There are simple things you need to know in trekking Mt Pinatubo:
- Exercise – Google it. It’ s something worth reading for 15 minutes in your 8-hour job.
- Sleeping well – One of our companions felt so sick because of staying up too late the night before. She graced the track with her breakfast that morning.
- Good trekking sandals / shoes – It’s a given. Don’t use your favourite Nike running shoes, especially if the pair is newly-bought in MOA. Very helpful for the part where you really aren’t sure if you’re still perpendicular to the earth’s gravity force field or you’re already falling parallel to it.
- Check your rhythm count (for women only). If you’re special days will include the trek date, bring lots of ‘extras’.
- Bananas are your best friends. Get to know them well.
- Bring a black garbage bag. Who knows when you’ll be needing them.
Going back – is hard
After the dip (and my introverted video-recording), we knew it was time to go. The time was around 2 PM. No one can stay late in the crater.
Climbing back to the top from the caldera was harder that I imagined.
In every trip, trek or climb, going back is always the hardest because the notion of having conquered something amazing then having to go back to normalcy is taunting the head. It’s torture.
Kawal Dax announced that it might rain so everyone must ready their stuff to prevent getting soaked. He, being the pro mountaineer in the group, should know.
Another thing about what to bring: An appropriate mountain backpack. Most of them had mountain backpacks, with protectors, etc.
The two Vietnamese girls and I didn’t.
I brought a non-mountain climbing North Face backpack with no built-in rain protector. How cool is that?
So Dax, being the genius he is, gave me a black trash bag. The one you use when you need to dump all your garbage.

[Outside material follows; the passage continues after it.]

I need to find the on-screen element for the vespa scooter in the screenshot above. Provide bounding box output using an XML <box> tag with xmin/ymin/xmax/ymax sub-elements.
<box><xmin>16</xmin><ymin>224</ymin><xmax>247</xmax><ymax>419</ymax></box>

Yes, I was wondering how they had such bag in the climb too.
If my friend, Krisana, were me, she’d never use it, because I looked like a Smokey Mountain trekker, not a snazzy Mt Pinatubo climber.
Everyone suppressed their laughter at seeing me look like Mr Turtle on a basura spree.
But Juric, if I am not mistaken, couldn’t help it and simply said, “You look funny.”
Well, like how we say it in Filipino, Funny na kung funny! (Think it funny all you want!) but I was not about to sacrifice all my gears to the rain.
And it didn’t rain.
For non-believers, it’s luck. For me, it’s God’s power.
Thing is, as we walked back, I noticed a lot of graffiti on the boulders on the trek. One particular boulder had Russia and Siberia on it and I found it too funny that I asked Dax to take a photo of me beside it.
Of course, I am not posting that photo here. I am posting the simple one instead.
I love Russians, but I didn’t like how these particular Russian strangers vandalized my country’s boulder.
I enjoyed seeing some random professions of undying love scattered all over the trail. Some appeared serious, some appeared hurt. But for whatever reasons, these vandalism made me realize that it doesn’t have to be in an urban setting to actually immortalize true love.
This must how the Neanderthals did it.
Our lovely guide was amazingly silent the entire time. But he was kind enough to take photos of the group when needed. We loved him and this crew. Better call them for your trip.
One remarkable incident: Melai-the-Hopper sort of tripped over.
And I thought I was the first to go. I was wobbling and walking weakly during the last hour that Kawal Dax had to do the carrying of both cameras often. Even the Canon one. That was how tired I must have looked.
Anyway, the Merrell shoes of Melai (now that sounds like a poetic something) seemed to have not protected her well.
The result: Something like this.
We reached the ‘parking lot’ at around 4 and the long 45 minute ride back started with me half-sleeping to Francis’ Tagalog tutorial for Ryan.
I took some photos, asking the driver to stop at some spots, and slept again.
When we’re back, I took some time to buy some pads and went to the wash room to feel ‘fresh’. Lady travellers have their downsides.
Everyone had plans to stay at Melai’s place that night. I had none. But as we inched towards the drop off point for my trip to Manila, they all convinced me to join them for dinner.
We had a feast at Victor’s. We ordered BBQ, Bulalo, Inihaw na Bangus, softdrinks and tissue.
During dinner, Ryan convinced me to join them back to Manila the following day, so I phoned home and said I’d stay in Tarlac for the night.
We stayed at Melai’s place where her sister, Di, met us for the first time. I joined them in the master’s bedroom while the two Vietnamese girls had one room for themselves. The boys shared in another.
We got up at 5 AM (my morning prayer included) to get ready for the bus ride back to Manila. The Vietnamese people had a flight to catch going to Laoag and I dropped them off to Duty Free Philippines Fiesta Mall. We had breakfast before I bid them goodbye.